一方で、その後、教会が直面してゆくのは、「終末がなかなか到来しない」という状況です。実際、それから2000年が経った現在も、変わらず人間の歴史は続いているわけですよね。当時も、第2世代、第3世代へと世代交代がなされるにつれ、当初の終末に対する切迫した意識というのは薄れてゆくことになります。そうして終末に備えるというよりは、生まれ出たキリスト教をいかに守り育んでゆくか、ということに意識の重点が移ってゆくようになります。

 

では、イエス・キリストが再臨するというには嘘だったのか、というと、教会はそうは捉えませんでした。嘘だったのではなく、到来が「遅れている」だけだ、と。そのようにしてイエス・キリストの再臨への信仰は失われることなく、現在に至るまで受け継がれています。

 

もちろん、個々人によって、教会にとって、再臨信仰をどれほど重視するかは相違があります。普段はあまり再臨を強調しない教会もあるでしょうし、一方で、再臨をとりわけ重視して活動している教会もあるでしょう。

 

 

 

「神は正しい方である」ことへの信頼を土台として

 

『ノストラダムスの大予言』と聖書の終末についての言葉について語りました。両者にはさまざまな点で相違がありますが、その違いの一つに、『ノストラダムスの大予言』では世界の終わりを恐ろしいもの、否定的なものとして捉えられているのに対し、聖書では終末を否定的なものとしては捉えていない、という点があると思います。むしろ聖書は終末に希望を置いています。ここが大きな違いなのではないでしょうか。世界の終わりが到来するとき、神の正義が実現される。ここに、聖書は大きな希望を置いているのです。

 

 私たちがいま生きている社会は、現実には、不正義が横行している。正しいことをしたはずの人がないがしろにされ、悪しきことをした人が大手を振って歩いている。人間の尊厳がないがしろにされている状況が至るところにある。しかし、神はこの不正義を決して見過ごしにはなさらない。イエス・キリストが再び天から来られるとき、「正しいこと」「正しくないこと」をはっきりさせてくださる。神の正義と平和を実現してくださる。だからいまは苦しくても、その時が来るのを希望として、共に忍耐しよう――そのように初代のクリスチャンたちは考えていたのだと受け止めています。「神は正しい方である」ことへのまっすぐな信頼がその土台にあります。

 

 終末思想や再臨信仰は、現代に生きる私たちからすると時に滑稽に思えることがあるかもしれません。聖書が書かれてから2000年も経ったのに、いまだ世界の終わりは来ていない。それでもなお、終末や再臨を信じることはおかしなことだ、非現実的なことだ、と思えてしまうことがあるかもしれません。しかしいま述べた点を踏まえるとき、また新たな視点でこれらの信仰を捉え直すことができるのではないでしょうか。

 

たとえいまは正しくないことが横行し、人々の尊厳がないがしろにされている現実があるとしても、神はその現実を決して見過ごしにはなさらない。

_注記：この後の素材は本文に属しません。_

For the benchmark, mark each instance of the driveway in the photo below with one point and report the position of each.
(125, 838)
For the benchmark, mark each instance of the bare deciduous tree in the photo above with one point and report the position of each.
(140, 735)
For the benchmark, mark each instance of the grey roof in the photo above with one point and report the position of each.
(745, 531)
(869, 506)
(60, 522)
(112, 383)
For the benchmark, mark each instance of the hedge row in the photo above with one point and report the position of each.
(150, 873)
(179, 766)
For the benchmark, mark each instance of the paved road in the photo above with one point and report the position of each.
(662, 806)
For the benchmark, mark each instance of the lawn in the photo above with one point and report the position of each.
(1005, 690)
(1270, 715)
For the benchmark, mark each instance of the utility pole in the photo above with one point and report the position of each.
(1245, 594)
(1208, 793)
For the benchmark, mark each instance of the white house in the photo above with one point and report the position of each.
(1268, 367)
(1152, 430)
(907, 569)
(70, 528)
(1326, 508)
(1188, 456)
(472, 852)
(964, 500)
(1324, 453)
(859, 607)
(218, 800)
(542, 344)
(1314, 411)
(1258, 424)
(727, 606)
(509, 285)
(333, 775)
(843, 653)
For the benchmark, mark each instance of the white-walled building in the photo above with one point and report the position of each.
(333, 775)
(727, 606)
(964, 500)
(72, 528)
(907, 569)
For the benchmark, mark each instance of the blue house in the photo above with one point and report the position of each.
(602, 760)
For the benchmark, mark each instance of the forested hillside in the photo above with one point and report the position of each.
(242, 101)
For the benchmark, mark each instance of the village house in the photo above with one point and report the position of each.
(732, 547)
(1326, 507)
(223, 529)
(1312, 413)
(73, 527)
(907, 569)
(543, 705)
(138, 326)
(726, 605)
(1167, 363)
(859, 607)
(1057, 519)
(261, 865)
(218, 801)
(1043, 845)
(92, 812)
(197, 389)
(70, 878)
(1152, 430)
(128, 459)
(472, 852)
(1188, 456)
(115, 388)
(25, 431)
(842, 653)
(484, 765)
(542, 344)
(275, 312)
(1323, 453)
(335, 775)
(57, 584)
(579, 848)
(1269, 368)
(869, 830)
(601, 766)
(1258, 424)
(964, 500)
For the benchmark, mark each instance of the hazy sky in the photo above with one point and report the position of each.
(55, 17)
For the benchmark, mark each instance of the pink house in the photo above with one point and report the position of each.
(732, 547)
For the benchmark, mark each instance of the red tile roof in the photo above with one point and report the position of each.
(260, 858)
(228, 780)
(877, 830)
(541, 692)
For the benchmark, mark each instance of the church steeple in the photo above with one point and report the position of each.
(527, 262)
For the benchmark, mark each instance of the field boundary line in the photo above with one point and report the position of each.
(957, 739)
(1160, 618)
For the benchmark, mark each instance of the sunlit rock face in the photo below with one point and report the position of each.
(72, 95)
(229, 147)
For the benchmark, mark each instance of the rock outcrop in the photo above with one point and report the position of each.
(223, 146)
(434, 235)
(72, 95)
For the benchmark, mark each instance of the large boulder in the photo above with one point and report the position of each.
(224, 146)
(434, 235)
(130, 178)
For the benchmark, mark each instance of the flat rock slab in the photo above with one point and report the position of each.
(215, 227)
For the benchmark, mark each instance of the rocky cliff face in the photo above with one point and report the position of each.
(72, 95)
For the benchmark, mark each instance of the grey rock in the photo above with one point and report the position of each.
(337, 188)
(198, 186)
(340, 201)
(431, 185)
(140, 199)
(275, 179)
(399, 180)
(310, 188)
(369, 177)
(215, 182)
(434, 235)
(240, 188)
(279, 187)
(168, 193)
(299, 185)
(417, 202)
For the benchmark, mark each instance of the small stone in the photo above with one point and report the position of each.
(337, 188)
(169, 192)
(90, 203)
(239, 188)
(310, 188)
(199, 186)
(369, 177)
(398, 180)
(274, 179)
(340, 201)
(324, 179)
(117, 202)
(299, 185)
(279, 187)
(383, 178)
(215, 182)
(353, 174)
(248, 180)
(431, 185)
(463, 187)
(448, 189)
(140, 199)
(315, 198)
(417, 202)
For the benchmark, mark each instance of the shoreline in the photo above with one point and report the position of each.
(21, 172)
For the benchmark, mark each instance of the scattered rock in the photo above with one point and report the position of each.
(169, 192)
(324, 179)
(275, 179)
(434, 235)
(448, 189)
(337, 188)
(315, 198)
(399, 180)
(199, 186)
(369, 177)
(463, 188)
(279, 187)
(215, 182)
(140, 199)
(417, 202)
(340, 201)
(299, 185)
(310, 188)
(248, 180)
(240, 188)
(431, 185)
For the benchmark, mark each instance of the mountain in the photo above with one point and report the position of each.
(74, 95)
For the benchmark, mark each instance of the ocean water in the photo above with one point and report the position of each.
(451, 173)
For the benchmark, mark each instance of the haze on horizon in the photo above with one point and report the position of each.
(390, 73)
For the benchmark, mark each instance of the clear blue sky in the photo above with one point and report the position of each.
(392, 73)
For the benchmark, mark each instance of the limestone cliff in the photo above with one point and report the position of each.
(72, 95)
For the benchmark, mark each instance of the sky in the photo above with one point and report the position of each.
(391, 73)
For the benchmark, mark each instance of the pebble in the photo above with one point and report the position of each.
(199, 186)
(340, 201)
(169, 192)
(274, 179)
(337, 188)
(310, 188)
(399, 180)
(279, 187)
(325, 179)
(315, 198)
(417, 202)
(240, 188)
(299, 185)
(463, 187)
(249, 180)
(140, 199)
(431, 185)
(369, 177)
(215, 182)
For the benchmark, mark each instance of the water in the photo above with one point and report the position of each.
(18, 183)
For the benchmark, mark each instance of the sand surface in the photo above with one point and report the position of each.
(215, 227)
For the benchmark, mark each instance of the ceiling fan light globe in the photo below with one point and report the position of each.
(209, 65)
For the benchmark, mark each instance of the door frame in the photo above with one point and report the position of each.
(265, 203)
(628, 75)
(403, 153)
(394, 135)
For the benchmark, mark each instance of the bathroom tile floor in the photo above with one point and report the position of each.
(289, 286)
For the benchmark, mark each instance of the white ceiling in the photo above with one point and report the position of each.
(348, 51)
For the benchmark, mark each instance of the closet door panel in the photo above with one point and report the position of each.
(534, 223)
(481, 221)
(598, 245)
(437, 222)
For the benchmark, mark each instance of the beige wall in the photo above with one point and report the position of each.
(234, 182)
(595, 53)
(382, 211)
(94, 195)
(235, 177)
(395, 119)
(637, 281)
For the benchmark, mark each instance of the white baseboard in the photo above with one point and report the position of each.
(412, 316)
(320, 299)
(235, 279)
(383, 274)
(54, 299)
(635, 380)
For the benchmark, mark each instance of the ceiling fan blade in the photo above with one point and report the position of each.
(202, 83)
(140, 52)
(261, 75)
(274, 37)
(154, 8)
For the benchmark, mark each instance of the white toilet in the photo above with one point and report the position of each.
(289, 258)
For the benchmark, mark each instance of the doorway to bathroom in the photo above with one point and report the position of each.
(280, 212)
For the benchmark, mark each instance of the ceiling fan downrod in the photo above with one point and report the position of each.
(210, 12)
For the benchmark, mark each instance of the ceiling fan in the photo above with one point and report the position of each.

「神は正しい方」。いつか必ず、神の正義の光を実現してくださる。平和を実現してくださる。だから私たちも決してあきらめることなく、なすべきことをすることに努めてゆこう――。私たちの心にそのような希望をともしてくれるのが、聖書の再臨についての言葉です。非現実的なものであるというより、むしろ私たちのまなざしを現実に向け直し、現実に根差して生きるよう励ましてくれるのがこれらの言葉なのではないでしょうか。

 

 

 

不安を煽るのではなく、希望をともすもの

 

 聖書が語る本来の終末思想というのは、このように私たちの心にむしろ希望をともしてくれるものです。キリスト教界の中には、「世界の終わりが来る」ということを過度に強調し、そのことによって人々の不安を煽ろうとしているグループ・団体もあります。私はこのような言説には注意が必要であると考えています。不安を煽ることによって人々を支配しコントロールしようとする、否定的な動機付けがその裏にあるかもしれないからです。終末思想や再臨信仰を希望をもって語るのではなく、「不安を煽る」ために語っている団体があれば、注意が必要でしょう。場合によっては、カルト的な団体である危険性もあります。

 

 

 

《それはおそらく君と僕の時代ではないだろうけれど》

 

 聖書の終末思想・再臨信仰の土台には「神は正しい方である」ことへの信頼があるということを述べました。その正しさとは、尊厳がないがしろにされている現実を決して見過ごしにはなさらない、という正しさです。私たちはこの神の正義に信頼を置くとともに、私たちもまたこの神の正義と平和を実現するために働くことが求められています。

 

 まことの正義と平和は、私たちが生きている間には実現されないかもしれません。しかしいつの日か必ずその日は来る――このことを信じ、私たちの希望として歩みたいと思います。

 

 最後に一曲、歌をご紹介したいと思います。Someday At Christmas(サムデイ・アット・クリスマス)という曲です。真夏の暑さの中(!)ですが、クリスマスソングをご紹介します。聴いていただくのはスティーヴィー・ワンダーのカヴァーバージョン1967年、Written by Ronald N. Miller and Bryan Wells。タイトルの「サムデイ・アット・クリスマス」とは、未来の「いつかのクリスマスに」という意味です。歌詞(日本語訳)の一部を引用します。

 

 いつかのクリスマスには、人々は成し遂げる/憎しみは消え去り、愛が勝利する

いつの日か新しい世界が始まるだろう/皆の胸に希望が満ちた

いつの日かすべての人の夢が実現し、/いつの日か皆が自由な世界になり

それはおそらく君と僕の時代ではないだろうけれど、でもいつかのクリスマスの日に

  

このカヴァー曲が発表されたのはベトナム戦争が激化していた時期でした。アメリカ国内において反戦運動の波も高まっていました。自分たちの目の前には戦争、人種差別をはじめとする悲惨な現実がある。いま自分たちが迎えているクリスマスは、悲しみのクリスマス。しかし、いつかのクリスマスには、憎しみも悲しみも消え去り、まことの平和が実現する。その日が来ることを信じ、その「いつかのクリスマス」への希望を歌う曲です。

 

歌詞の中に《それはおそらく君と僕の時代ではないだろうけれど》という一節があります。《でもいつかのクリスマスの日に》それが実現することを私たちは願い、希望とする。この姿勢はまさに、聖書が伝える信仰と通ずるものがあるのではないでしょうか。

 

♪『Someday At Christmas(サムデイ・アット・クリスマス)

 

 神の正義と平和は、私たちが生きている間には完全には実現されないのかもしれません。これからも、長い長い時間がかかることでしょう。しかしいつの日か、必ず神の正義と平和はこの地上に実現される。そのことを信じて、自分たちにできることを一つひとつ、行ってゆきたいと思います。